How To Prevent Gift Card Scams
One rule prevents this scam entirely, regardless of how it is packaged.
- Never pay anyone with gift cards. Not the IRS, not a bail bondsman, not a tech support agent, not a utility company, not a lottery organization. This payment method is used exclusively by scammers. No exceptions.
- Tell the people in your life - particularly older relatives - that no government agency or legitimate business ever asks for gift card payment. Sharing this knowledge is one of the most practical protections you can offer someone you care about.
- If you receive an urgent call demanding payment, hang up and call the organization back using a number you look up independently. Do not use any number the caller provides.
- Take your time. Scammers create urgency because they need you to act before you think. A real legal or financial problem will still exist after you take ten minutes to verify the situation with a family member or independent contact.
- Be aware of the boss impersonation version if you work in any role that involves purchasing. Verify any unusual financial request from a manager through a phone call or in-person conversation before acting on a text or email alone.
Final Safety Advice
Gift cards are a wonderful thing - for birthdays, holidays, and everyday giving. They become dangerous only when someone outside your personal life asks you to use them as payment. That request, in any context, is the scam itself.

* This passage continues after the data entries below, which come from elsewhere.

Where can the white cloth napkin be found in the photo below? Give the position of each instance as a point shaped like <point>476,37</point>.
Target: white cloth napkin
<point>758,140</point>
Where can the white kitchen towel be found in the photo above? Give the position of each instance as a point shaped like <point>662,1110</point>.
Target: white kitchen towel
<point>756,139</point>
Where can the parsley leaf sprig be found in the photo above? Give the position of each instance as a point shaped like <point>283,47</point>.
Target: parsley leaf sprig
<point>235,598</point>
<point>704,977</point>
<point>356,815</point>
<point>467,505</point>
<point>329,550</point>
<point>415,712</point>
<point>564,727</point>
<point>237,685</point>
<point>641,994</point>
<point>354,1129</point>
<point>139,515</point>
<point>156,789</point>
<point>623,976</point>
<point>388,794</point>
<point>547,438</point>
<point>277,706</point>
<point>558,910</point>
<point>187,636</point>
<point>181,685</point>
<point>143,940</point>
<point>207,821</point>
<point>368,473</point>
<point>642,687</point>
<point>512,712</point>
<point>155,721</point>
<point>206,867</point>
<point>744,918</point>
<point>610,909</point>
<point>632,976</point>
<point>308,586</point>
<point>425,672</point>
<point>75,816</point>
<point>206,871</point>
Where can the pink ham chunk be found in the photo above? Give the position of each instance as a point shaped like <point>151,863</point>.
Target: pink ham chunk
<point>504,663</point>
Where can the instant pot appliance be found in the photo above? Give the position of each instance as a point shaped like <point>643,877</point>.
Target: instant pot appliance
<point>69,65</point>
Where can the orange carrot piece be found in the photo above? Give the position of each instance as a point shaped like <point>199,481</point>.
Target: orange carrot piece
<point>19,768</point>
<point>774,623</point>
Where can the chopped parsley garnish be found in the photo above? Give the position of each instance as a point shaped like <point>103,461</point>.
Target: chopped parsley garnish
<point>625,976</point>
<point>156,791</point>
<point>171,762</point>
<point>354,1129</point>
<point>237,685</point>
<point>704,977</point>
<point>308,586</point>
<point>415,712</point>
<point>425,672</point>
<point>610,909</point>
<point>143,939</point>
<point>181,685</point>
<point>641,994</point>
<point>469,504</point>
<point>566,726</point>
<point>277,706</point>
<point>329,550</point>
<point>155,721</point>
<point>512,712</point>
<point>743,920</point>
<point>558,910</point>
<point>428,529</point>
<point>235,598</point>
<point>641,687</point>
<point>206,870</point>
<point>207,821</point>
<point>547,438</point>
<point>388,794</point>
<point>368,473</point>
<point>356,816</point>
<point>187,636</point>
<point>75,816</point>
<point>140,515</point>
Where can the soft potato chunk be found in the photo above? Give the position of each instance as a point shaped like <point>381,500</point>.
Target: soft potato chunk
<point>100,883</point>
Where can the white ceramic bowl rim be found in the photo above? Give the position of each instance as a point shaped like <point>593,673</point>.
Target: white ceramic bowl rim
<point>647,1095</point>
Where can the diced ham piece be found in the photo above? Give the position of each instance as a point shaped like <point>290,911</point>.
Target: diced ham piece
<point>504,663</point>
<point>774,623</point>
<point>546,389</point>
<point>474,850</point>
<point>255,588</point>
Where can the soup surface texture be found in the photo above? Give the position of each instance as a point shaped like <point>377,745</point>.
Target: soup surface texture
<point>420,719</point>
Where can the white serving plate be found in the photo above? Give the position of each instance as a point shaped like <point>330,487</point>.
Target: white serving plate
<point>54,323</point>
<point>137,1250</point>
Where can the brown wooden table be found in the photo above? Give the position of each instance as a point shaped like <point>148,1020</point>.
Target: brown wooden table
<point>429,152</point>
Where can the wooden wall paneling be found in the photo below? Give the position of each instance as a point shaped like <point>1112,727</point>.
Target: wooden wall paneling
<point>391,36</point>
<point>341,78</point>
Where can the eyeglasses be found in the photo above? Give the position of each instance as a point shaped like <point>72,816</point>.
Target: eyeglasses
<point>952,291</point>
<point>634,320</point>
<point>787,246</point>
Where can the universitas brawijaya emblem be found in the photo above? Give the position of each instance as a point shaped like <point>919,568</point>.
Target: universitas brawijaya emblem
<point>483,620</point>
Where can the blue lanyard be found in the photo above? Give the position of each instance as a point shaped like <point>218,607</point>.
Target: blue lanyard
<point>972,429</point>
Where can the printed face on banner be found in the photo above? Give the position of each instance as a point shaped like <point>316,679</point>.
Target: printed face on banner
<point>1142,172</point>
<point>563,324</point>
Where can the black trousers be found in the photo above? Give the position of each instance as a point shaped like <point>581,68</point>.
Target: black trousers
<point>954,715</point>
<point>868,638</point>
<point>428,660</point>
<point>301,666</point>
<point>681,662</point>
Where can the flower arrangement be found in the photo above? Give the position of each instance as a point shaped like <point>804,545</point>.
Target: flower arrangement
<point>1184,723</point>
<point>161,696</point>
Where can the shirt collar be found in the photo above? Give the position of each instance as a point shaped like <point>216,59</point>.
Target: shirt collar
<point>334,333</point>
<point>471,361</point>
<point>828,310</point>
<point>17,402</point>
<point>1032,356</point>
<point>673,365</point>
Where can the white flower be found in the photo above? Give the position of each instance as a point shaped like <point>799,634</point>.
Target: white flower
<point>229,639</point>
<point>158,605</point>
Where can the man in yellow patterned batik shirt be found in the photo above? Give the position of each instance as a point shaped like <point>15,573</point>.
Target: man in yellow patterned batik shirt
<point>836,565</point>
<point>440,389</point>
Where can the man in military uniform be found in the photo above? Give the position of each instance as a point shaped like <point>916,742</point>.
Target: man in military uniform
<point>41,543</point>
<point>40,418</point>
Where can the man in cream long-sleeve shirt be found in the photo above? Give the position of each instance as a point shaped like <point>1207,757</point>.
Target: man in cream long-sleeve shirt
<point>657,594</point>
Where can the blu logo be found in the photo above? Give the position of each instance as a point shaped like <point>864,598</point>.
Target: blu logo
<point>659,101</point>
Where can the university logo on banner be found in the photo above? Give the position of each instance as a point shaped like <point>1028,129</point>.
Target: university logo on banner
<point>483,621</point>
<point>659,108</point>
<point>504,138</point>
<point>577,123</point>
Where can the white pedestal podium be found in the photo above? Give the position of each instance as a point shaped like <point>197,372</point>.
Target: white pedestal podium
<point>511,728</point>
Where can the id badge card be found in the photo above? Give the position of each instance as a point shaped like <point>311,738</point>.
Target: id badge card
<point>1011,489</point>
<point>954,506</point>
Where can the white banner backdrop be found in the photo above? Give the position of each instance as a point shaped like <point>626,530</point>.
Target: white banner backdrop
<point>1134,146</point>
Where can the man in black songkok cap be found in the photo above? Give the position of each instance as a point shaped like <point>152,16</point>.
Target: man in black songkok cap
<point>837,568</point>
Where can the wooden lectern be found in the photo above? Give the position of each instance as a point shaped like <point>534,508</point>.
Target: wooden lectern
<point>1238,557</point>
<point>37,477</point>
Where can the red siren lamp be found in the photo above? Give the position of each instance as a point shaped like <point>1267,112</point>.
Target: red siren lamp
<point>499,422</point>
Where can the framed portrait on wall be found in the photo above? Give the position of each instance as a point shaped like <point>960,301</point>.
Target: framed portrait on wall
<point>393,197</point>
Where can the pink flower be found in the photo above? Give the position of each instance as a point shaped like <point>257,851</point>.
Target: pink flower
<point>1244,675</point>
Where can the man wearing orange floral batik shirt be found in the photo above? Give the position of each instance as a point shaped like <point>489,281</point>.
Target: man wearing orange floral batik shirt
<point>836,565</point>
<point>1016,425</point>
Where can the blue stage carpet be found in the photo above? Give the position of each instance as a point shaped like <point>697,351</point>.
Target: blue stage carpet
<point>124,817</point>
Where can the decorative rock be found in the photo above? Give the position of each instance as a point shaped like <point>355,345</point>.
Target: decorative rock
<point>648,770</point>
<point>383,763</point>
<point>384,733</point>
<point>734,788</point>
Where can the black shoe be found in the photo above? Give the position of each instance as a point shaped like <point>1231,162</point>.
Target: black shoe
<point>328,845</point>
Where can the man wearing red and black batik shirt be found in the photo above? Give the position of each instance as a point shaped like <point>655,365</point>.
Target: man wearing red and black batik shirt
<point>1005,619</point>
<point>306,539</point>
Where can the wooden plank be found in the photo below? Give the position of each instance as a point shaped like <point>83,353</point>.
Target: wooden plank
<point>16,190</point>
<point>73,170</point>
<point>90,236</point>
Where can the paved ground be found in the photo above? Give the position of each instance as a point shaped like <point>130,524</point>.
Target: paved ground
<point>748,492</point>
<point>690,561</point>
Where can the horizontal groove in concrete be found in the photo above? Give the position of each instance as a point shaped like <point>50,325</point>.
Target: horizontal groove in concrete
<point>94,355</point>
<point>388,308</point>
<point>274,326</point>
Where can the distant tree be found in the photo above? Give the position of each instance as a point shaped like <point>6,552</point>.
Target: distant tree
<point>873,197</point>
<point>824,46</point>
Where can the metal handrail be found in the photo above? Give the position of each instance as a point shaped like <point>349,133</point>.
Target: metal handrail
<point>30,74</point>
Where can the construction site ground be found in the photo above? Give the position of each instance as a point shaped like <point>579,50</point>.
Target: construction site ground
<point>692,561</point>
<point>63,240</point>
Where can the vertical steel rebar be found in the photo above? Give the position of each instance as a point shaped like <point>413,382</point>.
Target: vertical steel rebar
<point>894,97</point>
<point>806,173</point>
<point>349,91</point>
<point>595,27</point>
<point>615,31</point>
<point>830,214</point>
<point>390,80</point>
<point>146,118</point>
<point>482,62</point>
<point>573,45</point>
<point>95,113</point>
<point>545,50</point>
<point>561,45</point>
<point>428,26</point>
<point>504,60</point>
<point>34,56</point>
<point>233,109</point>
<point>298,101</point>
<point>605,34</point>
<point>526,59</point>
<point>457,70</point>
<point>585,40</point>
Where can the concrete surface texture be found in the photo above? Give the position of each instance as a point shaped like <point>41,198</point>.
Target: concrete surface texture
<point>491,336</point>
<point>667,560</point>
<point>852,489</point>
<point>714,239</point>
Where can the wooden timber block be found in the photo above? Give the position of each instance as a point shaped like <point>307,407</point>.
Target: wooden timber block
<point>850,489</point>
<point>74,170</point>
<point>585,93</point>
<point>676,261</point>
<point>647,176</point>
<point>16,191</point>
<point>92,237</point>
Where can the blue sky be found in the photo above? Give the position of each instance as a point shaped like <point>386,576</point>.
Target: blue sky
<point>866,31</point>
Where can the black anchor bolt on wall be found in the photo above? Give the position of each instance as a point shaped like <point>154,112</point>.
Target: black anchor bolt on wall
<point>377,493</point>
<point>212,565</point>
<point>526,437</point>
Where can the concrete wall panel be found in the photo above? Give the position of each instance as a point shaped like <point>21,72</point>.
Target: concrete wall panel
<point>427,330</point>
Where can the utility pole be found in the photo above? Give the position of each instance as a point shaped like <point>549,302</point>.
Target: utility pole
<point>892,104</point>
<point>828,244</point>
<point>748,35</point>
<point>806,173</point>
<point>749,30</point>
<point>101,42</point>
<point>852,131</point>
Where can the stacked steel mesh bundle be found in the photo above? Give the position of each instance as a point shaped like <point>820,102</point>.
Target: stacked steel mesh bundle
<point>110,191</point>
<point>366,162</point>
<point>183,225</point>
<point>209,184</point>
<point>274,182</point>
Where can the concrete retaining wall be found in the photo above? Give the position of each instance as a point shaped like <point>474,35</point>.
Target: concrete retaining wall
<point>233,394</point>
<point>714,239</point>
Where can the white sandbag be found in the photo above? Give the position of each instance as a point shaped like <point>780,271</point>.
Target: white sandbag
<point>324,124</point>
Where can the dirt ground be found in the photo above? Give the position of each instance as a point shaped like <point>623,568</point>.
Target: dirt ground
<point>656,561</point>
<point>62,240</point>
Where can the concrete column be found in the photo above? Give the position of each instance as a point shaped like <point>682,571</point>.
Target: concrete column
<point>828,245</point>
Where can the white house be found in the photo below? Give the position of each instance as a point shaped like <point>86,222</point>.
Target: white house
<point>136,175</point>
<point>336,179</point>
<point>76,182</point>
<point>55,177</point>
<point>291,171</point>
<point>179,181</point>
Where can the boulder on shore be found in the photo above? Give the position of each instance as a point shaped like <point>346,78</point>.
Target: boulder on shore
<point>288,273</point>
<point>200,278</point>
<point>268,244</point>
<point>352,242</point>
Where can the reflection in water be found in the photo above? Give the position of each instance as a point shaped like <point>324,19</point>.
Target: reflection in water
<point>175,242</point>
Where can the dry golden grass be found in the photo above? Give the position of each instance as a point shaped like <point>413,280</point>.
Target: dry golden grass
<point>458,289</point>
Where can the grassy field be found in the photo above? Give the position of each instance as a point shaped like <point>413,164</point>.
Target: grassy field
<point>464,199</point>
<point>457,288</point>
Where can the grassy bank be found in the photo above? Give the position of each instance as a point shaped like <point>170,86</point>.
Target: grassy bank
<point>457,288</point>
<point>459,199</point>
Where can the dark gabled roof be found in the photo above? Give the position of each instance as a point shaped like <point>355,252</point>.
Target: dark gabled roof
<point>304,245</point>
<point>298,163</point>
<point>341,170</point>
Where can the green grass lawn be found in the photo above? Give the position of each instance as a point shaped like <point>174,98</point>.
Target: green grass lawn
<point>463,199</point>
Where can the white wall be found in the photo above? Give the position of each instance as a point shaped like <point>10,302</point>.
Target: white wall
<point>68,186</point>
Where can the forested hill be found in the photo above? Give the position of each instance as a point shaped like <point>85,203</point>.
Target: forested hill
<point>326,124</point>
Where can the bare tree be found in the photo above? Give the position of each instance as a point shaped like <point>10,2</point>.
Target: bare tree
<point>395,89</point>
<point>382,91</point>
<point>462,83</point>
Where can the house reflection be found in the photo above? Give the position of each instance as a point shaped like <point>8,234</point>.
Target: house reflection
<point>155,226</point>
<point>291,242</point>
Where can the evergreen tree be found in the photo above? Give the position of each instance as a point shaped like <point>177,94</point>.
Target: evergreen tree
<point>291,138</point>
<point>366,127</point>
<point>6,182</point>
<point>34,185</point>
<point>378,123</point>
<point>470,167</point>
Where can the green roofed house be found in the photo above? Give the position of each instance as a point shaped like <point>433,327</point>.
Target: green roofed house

The single piece of knowledge that stops every version of this fraud is this: no legitimate person or organization - not the IRS, not a lawyer, not a tech support agent, not a bail bondsman, not a prize organization - will ever instruct you to pay using gift cards. If you hear that request, you can stop the conversation immediately and be correct every single time.
If you have already been affected, please do not carry the weight of it alone. Report it to the FTC, talk to someone you trust, and know that this scam has successfully targeted many careful, intelligent people. The urgency and authority these calls manufacture are specifically designed to override the instincts that would otherwise protect you.